If you are a bright undergraduate student majoring in physics or some closely related field and you have an interest in pursuing a graduate-level degree in experimental plasma physics, the University of Wisconsin has much to offer. In addition to the plasma research in the Department of Physics, there are major programs in the Department of Nuclear Engineering and Engineering Physics and in the Department of Electrical and Computer Engineering. Physics students can do their research in connection with any of the programs on campus, and engineering graduate students often work on the MST device.

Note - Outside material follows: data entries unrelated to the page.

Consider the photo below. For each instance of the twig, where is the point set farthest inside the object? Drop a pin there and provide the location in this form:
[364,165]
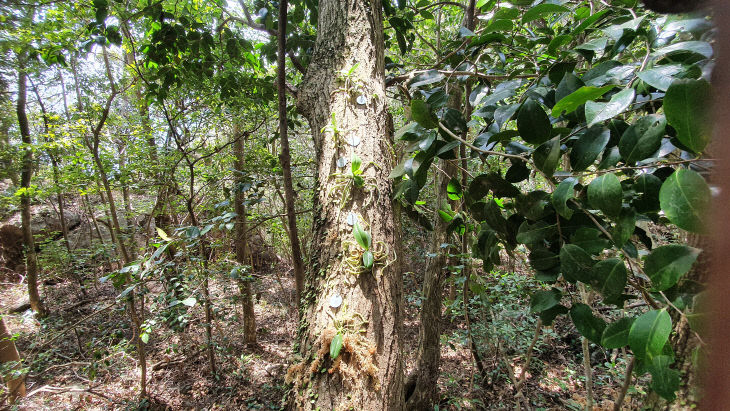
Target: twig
[625,386]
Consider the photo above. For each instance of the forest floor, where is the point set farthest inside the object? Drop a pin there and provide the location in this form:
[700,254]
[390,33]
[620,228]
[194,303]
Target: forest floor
[80,357]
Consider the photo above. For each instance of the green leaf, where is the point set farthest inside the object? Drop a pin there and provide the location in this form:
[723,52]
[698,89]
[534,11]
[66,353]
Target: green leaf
[586,323]
[649,333]
[532,123]
[665,265]
[685,200]
[589,145]
[367,259]
[543,300]
[661,77]
[609,277]
[336,346]
[542,10]
[162,234]
[698,47]
[549,315]
[564,192]
[616,334]
[547,156]
[686,106]
[576,264]
[361,236]
[421,113]
[453,190]
[589,239]
[605,194]
[642,139]
[664,380]
[598,112]
[648,186]
[542,259]
[625,223]
[579,97]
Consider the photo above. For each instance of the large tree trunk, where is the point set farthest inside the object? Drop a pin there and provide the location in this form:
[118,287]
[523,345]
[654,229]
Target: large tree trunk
[367,374]
[31,262]
[8,353]
[243,252]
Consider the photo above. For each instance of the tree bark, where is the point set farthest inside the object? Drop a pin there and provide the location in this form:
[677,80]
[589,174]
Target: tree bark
[31,261]
[421,388]
[243,252]
[8,353]
[422,384]
[348,63]
[285,156]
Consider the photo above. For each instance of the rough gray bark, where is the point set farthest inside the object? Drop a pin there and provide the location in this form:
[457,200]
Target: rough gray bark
[348,63]
[421,388]
[285,156]
[8,353]
[243,252]
[31,262]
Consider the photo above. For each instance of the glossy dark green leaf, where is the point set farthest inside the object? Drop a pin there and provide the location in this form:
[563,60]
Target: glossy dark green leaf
[701,48]
[545,299]
[649,333]
[586,323]
[532,123]
[542,259]
[605,193]
[547,156]
[579,97]
[576,264]
[564,192]
[421,113]
[517,172]
[685,200]
[664,380]
[642,139]
[665,265]
[588,146]
[590,239]
[616,334]
[453,190]
[609,277]
[599,112]
[686,106]
[661,77]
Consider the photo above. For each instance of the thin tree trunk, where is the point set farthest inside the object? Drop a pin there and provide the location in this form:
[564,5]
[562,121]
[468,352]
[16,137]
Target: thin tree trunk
[421,387]
[285,156]
[8,353]
[243,252]
[343,300]
[31,261]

We recommend that students who want to do thesis research on the MST device apply for admission to the Graduate School in the Department of Physics and request a teaching assistantship or fellowship for the first year. You may also wish to apply for any other fellowships for which you are qualified. Beginning graduate students are usually considered for research assistantships only if you have had significant prior experience in fusion-related plasma physics. During the first year, you would be expected to pass the qualifying examination, after which you would probably be offered a summer laboratory job to allow you to observe the research and to assess mutual compatibility. Most students start their research at the beginning of their second year in residence. Master's degrees are available, but nearly all graduate students working on MST are in the Ph.D. program.